II
Le ministre des affaires étrangères, en conseillant ainsi à celui qui l'écoutait et qui n'était que trop disposé à suivre ses conseils de s'emparer de toutes les affaires importantes, n'était, il faut l'avouer, que l'écho du sentiment général; car les différents partis alors en présence ne voyaient le nouveau dictateur qu'à travers le prisme de leurs propres illusions. Les royalistes s'imaginaient que le général Bonaparte deviendrait un général Monk; les républicains modérés le prenaient pour un nouveau général Washington! M. de Talleyrand savait que Bonaparte n'était ni un Monk ni un Washington, et qu'il n'offrirait pas à la dynastie exilée le pouvoir qu'il avait acquis, pas plus qu'il ne le déposerait aux pieds du peuple français. Il savait, au contraire, qu'il le garderait aussi longtemps qu'il le pourrait, et il ne demandait pas mieux qu'il le gardât avec un système qui aurait à sa tête les hommes de la révolution sans exclure les hommes de l'ancien régime qui seraient disposés à accepter les principes fondés par la révolution. C'était précisément alors la manière de voir de Napoléon lui-même; et la nomination du régicide Fouché au ministère de la police, et la permission de rentrer en France accordée aux émigrés royalistes et aux prêtres proscrits, donna la mesure exacte de la politique qui allait désormais être suivie.

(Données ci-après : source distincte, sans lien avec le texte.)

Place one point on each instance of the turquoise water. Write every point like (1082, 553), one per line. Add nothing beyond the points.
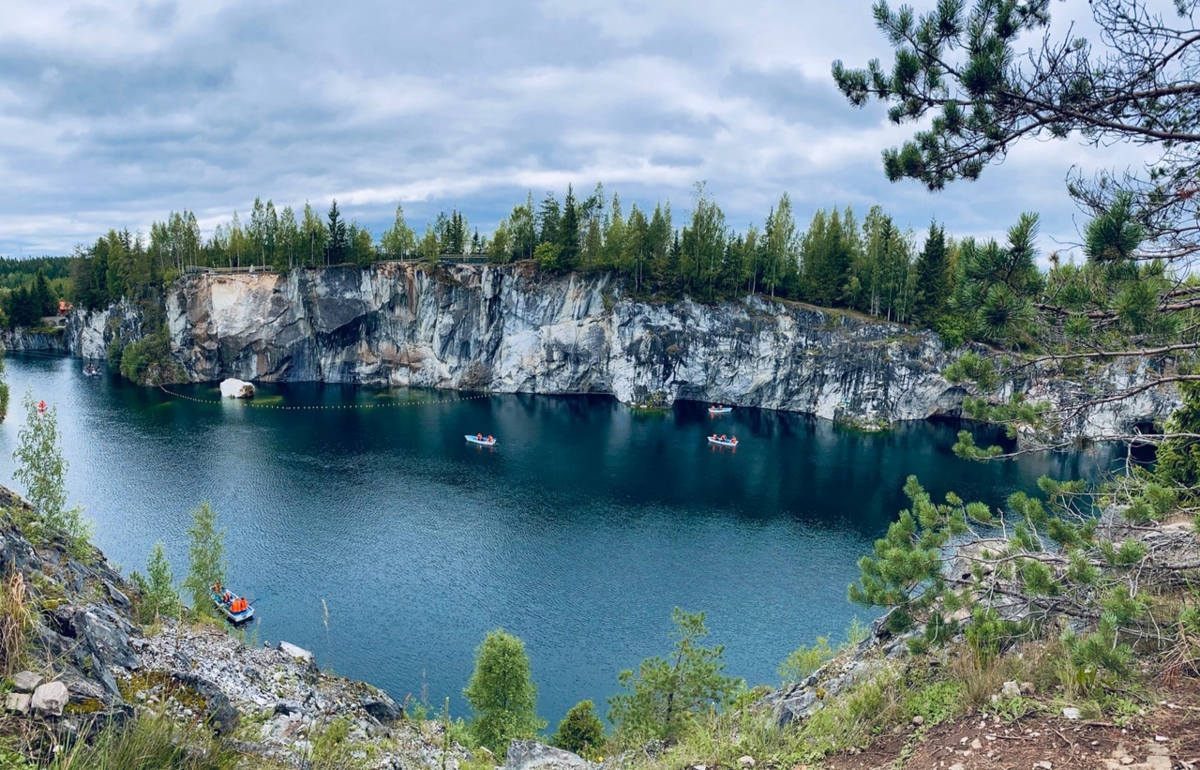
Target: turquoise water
(579, 531)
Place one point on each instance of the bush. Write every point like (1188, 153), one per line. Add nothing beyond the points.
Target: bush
(581, 732)
(502, 693)
(805, 660)
(205, 558)
(150, 743)
(159, 594)
(42, 469)
(148, 361)
(665, 696)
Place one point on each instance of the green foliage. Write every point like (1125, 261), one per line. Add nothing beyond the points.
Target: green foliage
(333, 749)
(905, 570)
(4, 390)
(159, 594)
(205, 558)
(665, 696)
(502, 693)
(1179, 458)
(148, 361)
(804, 660)
(989, 635)
(149, 743)
(42, 469)
(581, 732)
(972, 367)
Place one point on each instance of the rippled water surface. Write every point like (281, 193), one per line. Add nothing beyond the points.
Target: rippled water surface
(579, 533)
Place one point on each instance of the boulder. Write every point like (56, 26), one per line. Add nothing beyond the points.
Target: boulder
(25, 681)
(529, 755)
(18, 702)
(51, 698)
(237, 389)
(383, 710)
(294, 651)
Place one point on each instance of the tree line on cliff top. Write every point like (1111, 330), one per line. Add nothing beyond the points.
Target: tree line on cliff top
(869, 264)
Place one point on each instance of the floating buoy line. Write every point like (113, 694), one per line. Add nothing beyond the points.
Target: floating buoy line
(249, 402)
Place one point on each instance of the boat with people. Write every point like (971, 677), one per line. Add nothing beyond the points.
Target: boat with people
(235, 608)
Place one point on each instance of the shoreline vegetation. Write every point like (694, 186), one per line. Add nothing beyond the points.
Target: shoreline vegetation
(1059, 630)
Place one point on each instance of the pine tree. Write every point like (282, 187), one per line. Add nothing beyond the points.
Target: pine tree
(42, 469)
(580, 732)
(933, 278)
(569, 233)
(665, 695)
(339, 240)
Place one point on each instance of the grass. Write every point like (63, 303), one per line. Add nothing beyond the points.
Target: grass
(149, 743)
(16, 621)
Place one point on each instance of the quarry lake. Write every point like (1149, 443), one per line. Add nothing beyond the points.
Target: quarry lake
(579, 531)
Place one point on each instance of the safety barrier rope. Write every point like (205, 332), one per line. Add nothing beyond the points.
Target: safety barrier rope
(250, 403)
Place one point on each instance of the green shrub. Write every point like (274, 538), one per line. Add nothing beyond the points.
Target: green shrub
(581, 732)
(805, 660)
(502, 693)
(664, 696)
(42, 469)
(159, 594)
(150, 743)
(205, 558)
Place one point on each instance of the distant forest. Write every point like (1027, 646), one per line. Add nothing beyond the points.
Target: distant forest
(868, 264)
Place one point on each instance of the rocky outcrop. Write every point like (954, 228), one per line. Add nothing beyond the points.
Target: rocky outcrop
(25, 341)
(529, 755)
(89, 334)
(509, 329)
(94, 668)
(237, 389)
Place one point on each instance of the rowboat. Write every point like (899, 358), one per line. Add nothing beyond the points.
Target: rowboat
(245, 612)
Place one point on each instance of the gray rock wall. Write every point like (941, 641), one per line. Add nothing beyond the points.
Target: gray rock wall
(507, 329)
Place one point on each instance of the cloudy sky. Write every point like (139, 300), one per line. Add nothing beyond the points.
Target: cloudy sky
(114, 113)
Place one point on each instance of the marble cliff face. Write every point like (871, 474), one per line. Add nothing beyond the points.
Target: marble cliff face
(508, 329)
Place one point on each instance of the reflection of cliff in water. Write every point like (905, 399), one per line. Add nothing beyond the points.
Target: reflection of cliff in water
(581, 530)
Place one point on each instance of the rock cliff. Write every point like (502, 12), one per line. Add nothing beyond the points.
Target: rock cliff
(513, 330)
(83, 662)
(510, 329)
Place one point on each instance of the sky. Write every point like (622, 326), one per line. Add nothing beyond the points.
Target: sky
(114, 113)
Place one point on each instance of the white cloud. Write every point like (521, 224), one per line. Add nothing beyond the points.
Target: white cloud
(114, 113)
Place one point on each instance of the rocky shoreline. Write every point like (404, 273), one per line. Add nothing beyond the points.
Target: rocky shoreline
(509, 329)
(95, 666)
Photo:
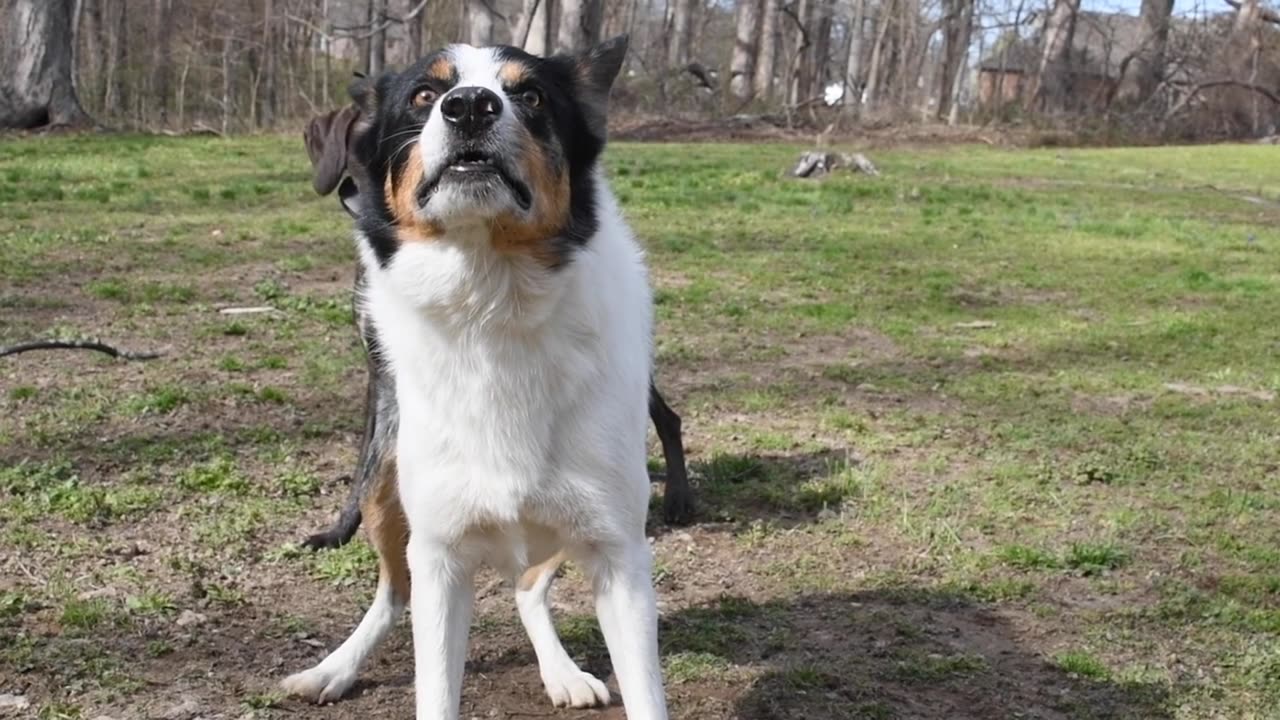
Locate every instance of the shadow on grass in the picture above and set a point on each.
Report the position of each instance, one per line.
(787, 490)
(901, 652)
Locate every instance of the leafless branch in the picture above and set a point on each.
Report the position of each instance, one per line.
(350, 31)
(77, 345)
(1264, 13)
(1202, 86)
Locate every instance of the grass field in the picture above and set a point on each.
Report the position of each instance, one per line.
(992, 436)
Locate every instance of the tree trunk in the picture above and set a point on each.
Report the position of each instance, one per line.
(1051, 82)
(479, 23)
(767, 60)
(854, 63)
(580, 24)
(821, 51)
(36, 86)
(163, 58)
(876, 71)
(1148, 62)
(533, 31)
(798, 74)
(94, 31)
(415, 36)
(378, 42)
(266, 117)
(961, 69)
(681, 28)
(114, 101)
(745, 49)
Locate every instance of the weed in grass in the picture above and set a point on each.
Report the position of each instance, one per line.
(1095, 557)
(580, 633)
(347, 564)
(1083, 664)
(86, 614)
(263, 701)
(156, 401)
(12, 604)
(1025, 557)
(150, 604)
(809, 678)
(269, 290)
(60, 711)
(273, 395)
(682, 668)
(215, 475)
(933, 668)
(159, 648)
(22, 392)
(298, 483)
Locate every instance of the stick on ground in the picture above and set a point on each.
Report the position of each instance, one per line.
(76, 345)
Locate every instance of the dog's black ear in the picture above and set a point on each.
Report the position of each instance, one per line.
(350, 197)
(597, 69)
(328, 139)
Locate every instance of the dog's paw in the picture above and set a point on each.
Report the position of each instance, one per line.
(319, 684)
(571, 687)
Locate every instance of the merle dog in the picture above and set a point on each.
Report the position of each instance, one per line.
(328, 140)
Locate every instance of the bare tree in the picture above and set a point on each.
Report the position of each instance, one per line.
(767, 59)
(956, 30)
(36, 78)
(1050, 83)
(876, 69)
(163, 58)
(681, 28)
(1147, 65)
(854, 59)
(746, 44)
(378, 42)
(580, 24)
(479, 22)
(534, 30)
(956, 87)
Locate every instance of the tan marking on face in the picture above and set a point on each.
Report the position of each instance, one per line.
(531, 233)
(512, 73)
(440, 69)
(387, 529)
(530, 577)
(401, 192)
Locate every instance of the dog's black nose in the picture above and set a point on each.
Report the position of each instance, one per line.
(471, 109)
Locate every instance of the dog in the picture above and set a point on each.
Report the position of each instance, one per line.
(328, 140)
(512, 309)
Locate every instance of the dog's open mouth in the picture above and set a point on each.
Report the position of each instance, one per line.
(470, 167)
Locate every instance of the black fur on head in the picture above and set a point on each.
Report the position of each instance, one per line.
(542, 155)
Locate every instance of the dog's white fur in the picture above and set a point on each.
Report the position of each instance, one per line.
(522, 395)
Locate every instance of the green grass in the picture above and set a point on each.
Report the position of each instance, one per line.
(991, 390)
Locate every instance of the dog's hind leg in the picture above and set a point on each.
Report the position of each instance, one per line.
(566, 683)
(677, 504)
(388, 531)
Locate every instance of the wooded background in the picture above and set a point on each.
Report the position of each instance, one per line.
(236, 65)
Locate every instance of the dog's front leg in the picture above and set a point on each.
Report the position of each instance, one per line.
(627, 610)
(442, 596)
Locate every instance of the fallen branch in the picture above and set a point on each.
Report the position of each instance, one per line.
(1264, 13)
(817, 164)
(1200, 87)
(77, 345)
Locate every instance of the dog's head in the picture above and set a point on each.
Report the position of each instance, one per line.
(489, 137)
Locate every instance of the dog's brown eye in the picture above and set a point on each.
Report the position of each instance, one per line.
(425, 98)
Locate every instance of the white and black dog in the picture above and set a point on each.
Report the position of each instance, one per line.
(512, 306)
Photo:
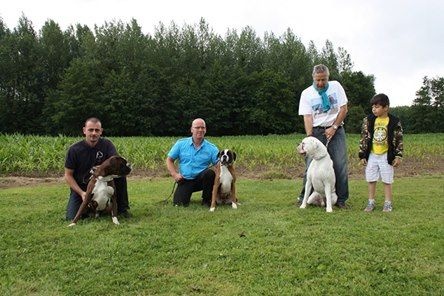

Mais personne mieux que le Premier consul ne savait qu'ayant conquis le pouvoir par la guerre il devait montrer qu'il désirait le consolider par la paix. En conséquence, il adressa à Georges III[ [29] cette lettre fameuse dont il attendait un résultat tout différent, ainsi que son ministre des affaires étrangères. Mais ce fut toujours quelque chose aux yeux de la nation que d'avoir montré combien il désirait pour sa part un intervalle de repos, et de s'être placé sur le même niveau que les rois lorsqu'il leur parlait en sa qualité de chef populaire du peuple français. Le refus de l'Angleterre de traiter fut le signal d'une nouvelle coalition, et la reprise d'une guerre générale, guerre au commencement de laquelle Bonaparte, par un trait de génie, défit les Autrichiens en Italie alors qu'ils se croyaient sur le point d'entrer en France sans opposition. Mais quoique les espérances du cabinet de Vienne fussent abattues par la bataille de Marengo, il ne s'abandonna pas encore au désespoir, même lorsque l'empereur Paul, flatté des attentions du Premier consul, qui lui avait renvoyé ses prisonniers habillés de neuf, se fut retiré de la coalition. La politique de la France, dans ces circonstances, fut de créer la division entre les alliés restés fidèles à la coalition (l'Autriche et l'Angleterre), en entamant des négociations tour à tour avec chacune de ces puissances. Cette manœuvre fut tentée par M. de Talleyrand auprès du cabinet de Vienne par l'entremise du comte St-Julien qui, envoyé pour arrêter quelques points particuliers relatifs à la convention qui avait eu lieu après la guerre d'Italie, signa un traité que son gouvernement désavoua; et auprès du cabinet de Saint-James, par l'intermédiaire d'un agent employé à l'échange des prisonniers, mais dont les efforts comme négociateur échouèrent. Toutefois Moreau, en Allemagne, fut enfin assez heureux pour obtenir le traité de Lunéville, et bientôt après M. Otto conclut à Londres les préliminaires d'un traité analogue qui fut reçu avec une joie égale par la nation française et la nation anglaise.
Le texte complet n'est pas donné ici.